Sara El Bekri

Personal information
- National team: MAR
- Born: 2 July 1987 (age 39) Casablanca, Morocco
- Height: 1.72 m (5 ft 8 in)
- Weight: 64 kg (141 lb)

Sport
- Sport: Swimming
- Strokes: Breaststroke

Medal record
Women's swimming
Representing Morocco
Pan Arab Games
| Gold medal – first place | 2011 Doha | 50 m breaststroke |
| Gold medal – first place | 2011 Doha | 100 m breaststroke |
| Gold medal – first place | 2011 Doha | 200 m breaststroke |
| Gold medal – first place | 2011 Doha | 200 m butterfly |
| Gold medal – first place | 2011 Doha | 400 m medley |
| Silver medal – second place | 2011 Doha | 200 m freestyle |
| Silver medal – second place | 2011 Doha | 400 m freestyle |
| Silver medal – second place | 2011 Doha | 800 m freestyle |
| Silver medal – second place | 2011 Doha | 200 m medley |
| Silver medal – second place | 2011 Doha | 4×100 m medley |
African Championships
| Gold medal – first place | 2010 Casablanca | 50 m breaststroke |
| Gold medal – first place | 2010 Casablanca | 100 m breaststroke |
| Silver medal – second place | 2006 Dakar | 200 m breaststroke |
| Silver medal – second place | 2010 Casablanca | 200 m breaststroke |
| Silver medal – second place | 2010 Casablanca | 4×100 m medley |
| Silver medal – second place | 2010 Casablanca | 5 km open water |
| Bronze medal – third place | 2006 Dakar | 50 m breaststroke |
| Bronze medal – third place | 2006 Dakar | 100 m breaststroke |
| Bronze medal – third place | 2010 Casablanca | 100 m freestyle |

= Sara El Bekri =

Moroccan swimmer (born 1987)

Sara El Bekri (سارة البكري; born 2 July 1987) is a Moroccan swimmer who competes in the women's 400m individual medley.
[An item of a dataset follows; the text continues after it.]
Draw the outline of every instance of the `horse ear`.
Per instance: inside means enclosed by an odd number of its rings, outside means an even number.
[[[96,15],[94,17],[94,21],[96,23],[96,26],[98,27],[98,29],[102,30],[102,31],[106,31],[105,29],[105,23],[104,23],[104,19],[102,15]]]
At the 2008 Summer Olympics, she competed in the women's 100 and 200 m breaststroke, but did not qualify for either final. At the 2012 Summer Olympics she finished 32nd overall in the heats in the Women's 400 metre individual medley and failed to reach the final. She also competed in the 100 and 200 metre breaststroke without reaching those finals.